BLBG: Crude Oil Drops Below $80 as Equities Slump on Credit Freeze
By Mark Shenk
Oct. 10 (Bloomberg) -- Crude oil fell below $80 for the first time in a year and copper headed for its biggest weekly drop in more than 20 years on concern that the deepening financial crisis will push the global economy into a recession.
Oil in New York is approaching its biggest weekly decline since 2003 amid plunging share prices in Asia and Europe. The S&P 500 fell 5 percent to the lowest level since the start of the Iraq War in 2003. All commodities with the exception of gold are down on signs that demand for raw materials will drop as the global economy falters.
``No matter where you look, there is bleeding everywhere,'' said Chip Hodge, a managing director at MFC Global Investment Management in Boston, who oversees a $4.5 billion energy-company bond portfolio. ``I don't know where the bottom is. It's clear that we are headed for a painful couple of years.''
Crude oil for November delivery fell $5.83, or 6.7 percent, to $80.76 a barrel at 10:59 a.m. on the New York Mercantile Exchange. Futures touched $78.61, the lowest since Oct. 9, 2007. Prices have dropped 45 percent from the record $147.27 a barrel reached on July 11.
Gasoline for November delivery declined 15.07 cents, or 7.4 percent, to $1.8766 a gallon in New York. Heating oil dropped 14.88 cents, or 6.2 percent, to $2.2698 a gallon.
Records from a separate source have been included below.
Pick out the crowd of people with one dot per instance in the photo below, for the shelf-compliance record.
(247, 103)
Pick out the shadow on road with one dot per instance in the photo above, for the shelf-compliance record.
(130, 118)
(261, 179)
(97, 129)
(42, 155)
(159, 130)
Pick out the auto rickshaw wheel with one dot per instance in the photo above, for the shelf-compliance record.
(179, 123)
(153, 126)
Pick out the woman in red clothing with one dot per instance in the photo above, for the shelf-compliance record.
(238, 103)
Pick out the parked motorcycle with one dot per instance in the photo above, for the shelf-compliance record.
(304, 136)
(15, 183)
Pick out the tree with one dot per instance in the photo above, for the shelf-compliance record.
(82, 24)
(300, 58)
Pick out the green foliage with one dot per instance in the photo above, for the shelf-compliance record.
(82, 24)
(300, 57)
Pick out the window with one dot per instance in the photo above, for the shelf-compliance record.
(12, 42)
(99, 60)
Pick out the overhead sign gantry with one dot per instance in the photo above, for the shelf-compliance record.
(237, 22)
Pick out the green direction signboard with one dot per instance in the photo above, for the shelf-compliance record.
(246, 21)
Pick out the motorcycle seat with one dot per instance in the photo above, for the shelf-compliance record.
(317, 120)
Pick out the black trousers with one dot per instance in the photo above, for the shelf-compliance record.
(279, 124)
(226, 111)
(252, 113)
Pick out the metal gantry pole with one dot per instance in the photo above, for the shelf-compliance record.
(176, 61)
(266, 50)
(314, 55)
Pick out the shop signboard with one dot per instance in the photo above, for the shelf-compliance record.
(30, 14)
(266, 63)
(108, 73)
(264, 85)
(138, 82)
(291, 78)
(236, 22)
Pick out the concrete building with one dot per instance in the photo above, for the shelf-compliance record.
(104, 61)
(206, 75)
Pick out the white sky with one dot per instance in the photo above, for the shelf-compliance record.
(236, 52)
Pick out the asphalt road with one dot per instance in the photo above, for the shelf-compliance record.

More than $4 trillion has been erased from global equities this week even as central banks across the world were forced to cut interest rates on concern banks will run out of money.
`Moving on Emotion'
``This is a market that is moving on emotion, not the supply and demand picture,'' said Sarah Emerson, managing director of Energy Security Analysis Inc., a consulting firm in Wakefield, Massachusetts. ``We are looking for a landing place, and I have no idea where it is.''
The Reuters/Jefferies CRB Index of 19 commodities tumbled to the lowest in more than a year today. The CRB fell as much as 13.25 to 297.28, the weakest since Jan. 30, 2007. The index has slumped 37 percent from a record on July 3.
Copper futures for December delivery fell 22.65 cents, or 9.4 percent, to $2.1795 a pound on the Comex division of the New York Mercantile Exchange.
The International Energy Agency, an adviser to 28 nations, cut its forecast for global oil demand next year by 0.5 percent as the worst financial crisis since the 1930s threatens a global recession.
The IEA lowered its 2009 projection by 440,000 barrels a day to 87.2 million barrels a day, the Paris-based agency said today in its monthly report, citing a weaker economic outlook from the International Monetary Fund. Non-OPEC supply growth this year has been ``largely wiped out'' after hurricanes in the Gulf of Mexico and pipeline disruptions in Azerbaijan.
Lower Demand
U.S. fuel demand averaged about 18.7 million barrels a day during the past four weeks, the lowest since June 1999, according to an Energy Department report on Oct. 8. The figure is down 8.6 percent from the year-earlier period.
The MSCI World Index fell for a seventh day, losing 6.1 percent, and Japan's Nikkei 225 Stock Average slumped 9.6 percent, the second-biggest drop on record. Europe's Dow Jones Stoxx 600 declined 6.5 percent.
``Oil is not a safe haven, because you have to use it,'' said Michael Lynch, president of Strategic Energy & Economic Research in Winchester, Massachusetts. ``Gold and putting money in your mattress look like the safest places to put your money.''
Oil companies followed energy futures lower. Exxon Mobil Corp. dropped 10 percent to $61.13 after touching $58.30, the lowest since June 26, 2006. Chevron Corp. fell 8 percent to $58.86.
Brent crude oil for November settlement declined $6.31, or 7.6 percent, to $76.35 a barrel on London's ICE Futures Europe exchange. Futures touched $75 a barrel, the lowest since Sept. 11, 2007.